The result was perhaps the most technologically managed election campaign Bengal had ever witnessed.
Yet Shah’s political strength lies not merely in centralisation but in adaptation. The BJP campaign constantly recalibrated itself through continuous feedback loops. District-level reports influenced messaging almost in real time. Rallies and roadshows were not only demonstrations of strength; they were also instruments for political assessment.
The BJP also learned an important lesson from other state elections: ideology alone cannot defeat entrenched regional governments. Governance promises had to become tangible. Commitments such as implementing the Seventh Pay Commission for state employees, restoring industrial confidence and strengthening policing structures gave the BJP campaign administrative credibility beyond ideological rhetoric.

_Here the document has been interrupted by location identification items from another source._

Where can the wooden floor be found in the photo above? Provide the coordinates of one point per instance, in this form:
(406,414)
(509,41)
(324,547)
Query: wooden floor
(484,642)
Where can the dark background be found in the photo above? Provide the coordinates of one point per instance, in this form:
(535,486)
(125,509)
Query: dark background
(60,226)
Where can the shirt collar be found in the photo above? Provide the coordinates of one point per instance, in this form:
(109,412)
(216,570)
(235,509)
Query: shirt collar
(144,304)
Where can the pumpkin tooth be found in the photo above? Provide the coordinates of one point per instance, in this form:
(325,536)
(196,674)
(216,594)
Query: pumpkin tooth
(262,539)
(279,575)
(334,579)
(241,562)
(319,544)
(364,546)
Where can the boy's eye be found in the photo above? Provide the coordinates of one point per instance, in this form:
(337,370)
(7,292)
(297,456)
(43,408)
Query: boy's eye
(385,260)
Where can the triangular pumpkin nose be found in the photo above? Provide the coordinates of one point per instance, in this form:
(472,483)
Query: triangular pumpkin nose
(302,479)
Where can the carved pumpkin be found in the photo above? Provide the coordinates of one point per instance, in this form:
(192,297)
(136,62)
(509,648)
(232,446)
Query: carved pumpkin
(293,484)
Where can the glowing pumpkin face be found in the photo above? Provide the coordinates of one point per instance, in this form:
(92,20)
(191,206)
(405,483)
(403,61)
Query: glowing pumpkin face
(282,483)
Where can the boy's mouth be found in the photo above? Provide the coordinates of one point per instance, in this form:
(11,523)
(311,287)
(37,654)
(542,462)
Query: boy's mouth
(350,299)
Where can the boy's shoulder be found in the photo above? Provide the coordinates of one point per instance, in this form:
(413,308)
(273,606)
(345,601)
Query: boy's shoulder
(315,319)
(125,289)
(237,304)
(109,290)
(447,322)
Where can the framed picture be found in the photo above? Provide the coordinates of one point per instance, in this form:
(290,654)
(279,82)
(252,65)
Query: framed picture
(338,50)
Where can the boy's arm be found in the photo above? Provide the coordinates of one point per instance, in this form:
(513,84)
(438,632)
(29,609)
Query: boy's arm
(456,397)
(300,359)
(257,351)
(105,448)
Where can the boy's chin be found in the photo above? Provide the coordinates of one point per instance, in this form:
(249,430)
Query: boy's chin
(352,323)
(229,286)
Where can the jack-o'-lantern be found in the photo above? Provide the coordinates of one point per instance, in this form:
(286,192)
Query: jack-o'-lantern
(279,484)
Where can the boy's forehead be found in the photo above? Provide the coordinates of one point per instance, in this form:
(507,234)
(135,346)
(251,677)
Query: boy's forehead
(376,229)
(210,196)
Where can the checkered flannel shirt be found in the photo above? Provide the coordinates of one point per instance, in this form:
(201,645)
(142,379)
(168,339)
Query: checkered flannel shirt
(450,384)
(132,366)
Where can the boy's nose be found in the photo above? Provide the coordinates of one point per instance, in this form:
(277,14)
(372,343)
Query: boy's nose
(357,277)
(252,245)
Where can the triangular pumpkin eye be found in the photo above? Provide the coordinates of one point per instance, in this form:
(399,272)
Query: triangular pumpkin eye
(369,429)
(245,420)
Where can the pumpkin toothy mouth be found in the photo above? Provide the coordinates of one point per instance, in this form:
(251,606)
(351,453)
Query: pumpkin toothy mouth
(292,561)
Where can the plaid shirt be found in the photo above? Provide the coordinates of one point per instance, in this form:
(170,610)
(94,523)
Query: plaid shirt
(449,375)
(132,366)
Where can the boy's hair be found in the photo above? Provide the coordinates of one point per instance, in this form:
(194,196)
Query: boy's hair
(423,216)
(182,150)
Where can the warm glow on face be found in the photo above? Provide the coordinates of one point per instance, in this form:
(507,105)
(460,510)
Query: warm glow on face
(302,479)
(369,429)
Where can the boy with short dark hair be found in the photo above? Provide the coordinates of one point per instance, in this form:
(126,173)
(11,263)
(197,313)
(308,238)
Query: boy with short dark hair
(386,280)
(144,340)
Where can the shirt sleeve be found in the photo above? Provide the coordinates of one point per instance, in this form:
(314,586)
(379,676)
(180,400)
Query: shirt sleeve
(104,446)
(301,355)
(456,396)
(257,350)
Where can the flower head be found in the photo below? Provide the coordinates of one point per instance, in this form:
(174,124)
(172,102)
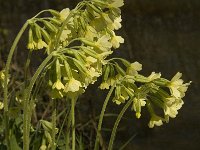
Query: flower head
(73,85)
(64,14)
(134,68)
(176,86)
(116,40)
(58,85)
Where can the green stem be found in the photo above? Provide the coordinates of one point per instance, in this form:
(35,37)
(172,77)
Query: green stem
(73,123)
(96,147)
(26,109)
(53,146)
(10,55)
(113,134)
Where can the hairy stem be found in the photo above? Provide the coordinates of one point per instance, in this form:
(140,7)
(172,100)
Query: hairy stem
(112,138)
(96,147)
(27,109)
(73,124)
(53,146)
(10,55)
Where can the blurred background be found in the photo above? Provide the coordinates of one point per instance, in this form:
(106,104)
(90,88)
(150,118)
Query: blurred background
(162,35)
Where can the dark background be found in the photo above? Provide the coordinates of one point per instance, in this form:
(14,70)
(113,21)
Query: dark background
(162,35)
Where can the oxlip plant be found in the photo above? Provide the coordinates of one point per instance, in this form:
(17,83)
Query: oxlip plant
(76,44)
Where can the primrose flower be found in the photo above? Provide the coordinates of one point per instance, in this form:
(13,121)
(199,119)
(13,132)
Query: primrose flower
(176,86)
(154,76)
(41,44)
(117,3)
(65,35)
(137,104)
(91,33)
(155,120)
(103,43)
(64,14)
(116,40)
(31,45)
(134,68)
(1,105)
(73,85)
(117,23)
(58,85)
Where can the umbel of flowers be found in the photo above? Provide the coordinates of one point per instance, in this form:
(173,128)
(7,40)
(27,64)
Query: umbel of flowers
(152,92)
(77,43)
(87,38)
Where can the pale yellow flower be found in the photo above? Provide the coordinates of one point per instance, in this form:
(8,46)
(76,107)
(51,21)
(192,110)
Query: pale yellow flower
(117,23)
(103,43)
(155,120)
(73,85)
(176,86)
(137,104)
(134,68)
(64,14)
(58,85)
(117,3)
(41,44)
(65,35)
(116,40)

The outreach towards the politically influential Matua community proved particularly significant. Concerns arising from the Special Intensive Revision of electoral rolls created anxiety among sections of the community. The BJP responded by organising enrolment assistance camps and citizenship support initiatives, reinforcing its image as a responsive political force rather than merely an oppositional movement.
Meanwhile, the Trinamool Congress increasingly appeared weighed down by incumbency fatigue. Mamata Banerjee remained Bengal’s most charismatic mass leader, but the perception of administrative stagnation and corruption weakened the emotional connect her government once enjoyed. Bengal’s electorate, historically known for dramatic political realignments once public opinion shifts decisively, appeared ready for change.

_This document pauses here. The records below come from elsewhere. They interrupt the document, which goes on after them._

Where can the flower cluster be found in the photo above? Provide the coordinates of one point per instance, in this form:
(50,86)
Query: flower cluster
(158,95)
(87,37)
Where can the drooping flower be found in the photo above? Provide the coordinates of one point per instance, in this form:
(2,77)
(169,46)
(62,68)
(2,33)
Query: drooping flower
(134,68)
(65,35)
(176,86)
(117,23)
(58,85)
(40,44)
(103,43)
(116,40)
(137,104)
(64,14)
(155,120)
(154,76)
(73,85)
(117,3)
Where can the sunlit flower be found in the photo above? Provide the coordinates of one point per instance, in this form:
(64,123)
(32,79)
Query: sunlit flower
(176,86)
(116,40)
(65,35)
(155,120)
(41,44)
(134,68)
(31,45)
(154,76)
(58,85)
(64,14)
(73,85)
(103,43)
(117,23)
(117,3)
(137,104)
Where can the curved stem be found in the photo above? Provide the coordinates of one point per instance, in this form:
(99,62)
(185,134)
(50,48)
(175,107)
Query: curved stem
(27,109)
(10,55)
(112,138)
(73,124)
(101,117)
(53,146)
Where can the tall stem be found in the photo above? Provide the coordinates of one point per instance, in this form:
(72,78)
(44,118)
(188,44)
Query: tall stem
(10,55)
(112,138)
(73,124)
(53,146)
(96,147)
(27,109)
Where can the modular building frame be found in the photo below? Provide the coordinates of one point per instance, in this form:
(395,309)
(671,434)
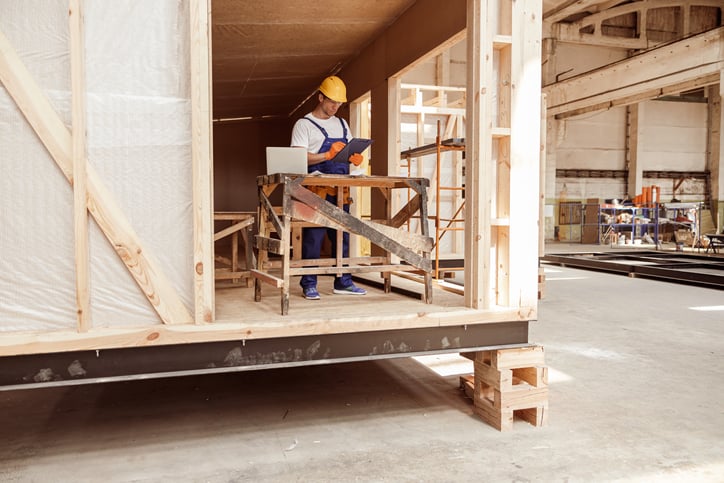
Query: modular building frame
(107,202)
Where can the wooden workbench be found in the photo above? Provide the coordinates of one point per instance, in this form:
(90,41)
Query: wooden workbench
(299,204)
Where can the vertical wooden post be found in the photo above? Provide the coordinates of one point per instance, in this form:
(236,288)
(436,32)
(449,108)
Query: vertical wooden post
(202,160)
(525,151)
(80,185)
(478,173)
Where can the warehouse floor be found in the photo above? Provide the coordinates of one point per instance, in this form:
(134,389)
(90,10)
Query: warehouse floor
(636,371)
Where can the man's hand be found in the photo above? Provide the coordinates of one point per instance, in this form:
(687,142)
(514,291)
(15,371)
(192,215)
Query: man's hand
(336,147)
(356,159)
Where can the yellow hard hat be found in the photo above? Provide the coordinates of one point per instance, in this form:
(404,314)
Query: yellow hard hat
(334,88)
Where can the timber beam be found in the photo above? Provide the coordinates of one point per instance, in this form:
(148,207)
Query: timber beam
(683,65)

That shift ultimately elevated Suvendu Adhikari into the central figure of Bengal’s new political era.
Ironically, Adhikari himself represents Bengal’s political transformation more vividly than anyone else. Once among Mamata Banerjee’s closest lieutenants and one of the architects of the Trinamool Congress’s grassroots rise, he eventually became the face of the BJP’s Bengal expansion. His journey from Trinamool strategist to the state’s first BJP Chief Minister symbolises the scale of Bengal’s political realignment.
On May 9, Adhikari will formally take oath at a grand ceremony expected to be attended by Prime Minister Narendra Modi, Amit Shah and several NDA chief ministers. The symbolism is impossible to miss. The BJP is not treating this merely as a government formation ceremony; it is projecting it as the culmination of a decades-long ideological ambition dating back to Syama Prasad Mookerjee.

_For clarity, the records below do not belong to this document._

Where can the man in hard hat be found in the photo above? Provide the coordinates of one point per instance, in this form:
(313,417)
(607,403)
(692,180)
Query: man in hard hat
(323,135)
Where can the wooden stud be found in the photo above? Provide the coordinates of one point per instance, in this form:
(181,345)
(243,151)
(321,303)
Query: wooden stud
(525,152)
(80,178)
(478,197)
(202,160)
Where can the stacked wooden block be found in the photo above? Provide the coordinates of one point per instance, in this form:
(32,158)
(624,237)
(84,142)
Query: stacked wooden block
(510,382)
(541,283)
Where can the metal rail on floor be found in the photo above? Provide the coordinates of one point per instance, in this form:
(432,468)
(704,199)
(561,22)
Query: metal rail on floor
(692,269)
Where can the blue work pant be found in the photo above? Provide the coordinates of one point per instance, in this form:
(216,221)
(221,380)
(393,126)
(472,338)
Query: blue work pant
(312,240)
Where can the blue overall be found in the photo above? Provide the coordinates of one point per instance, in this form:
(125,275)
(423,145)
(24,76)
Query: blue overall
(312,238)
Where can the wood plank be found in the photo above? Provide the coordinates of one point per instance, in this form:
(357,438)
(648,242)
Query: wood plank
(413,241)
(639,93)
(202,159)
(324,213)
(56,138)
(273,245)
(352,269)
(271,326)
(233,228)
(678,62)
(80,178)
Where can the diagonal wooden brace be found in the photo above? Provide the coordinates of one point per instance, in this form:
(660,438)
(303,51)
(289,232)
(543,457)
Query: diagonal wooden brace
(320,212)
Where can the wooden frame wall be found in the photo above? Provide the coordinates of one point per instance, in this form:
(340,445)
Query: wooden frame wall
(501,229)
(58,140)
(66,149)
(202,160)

The real challenge, however, begins after the celebrations end.
Bengal has historically reshaped those who govern it. The Congress adapted to Bengal’s intellectual culture. The Left Front became inseparable from Bengali political identity. Even Mamata Banerjee’s populism emerged from Bengal’s unique social temperament. The BJP, too, will now have to evolve from being an insurgent political force into a governing establishment.
That transition will not be easy.
The party must now balance ideological assertiveness with administrative pragmatism. It must govern Bengal without appearing culturally intrusive. It must prove that its Bengal project is not merely an electoral conquest but a durable political alternative capable of delivering governance, stability and economic revival.
For now, however, the moment belongs to Amit Shah and Suvendu Adhikari.
Bengal did not turn saffron through accident or sudden emotional upheaval. It changed through relentless organisational work, cultural adaptation and political patience. Amit Shah’s Bengal strategy succeeded because it recognised an important truth about the state: Bengal resists imposition, but it responds to persuasion.
And in 2026, persuasion finally prevailed.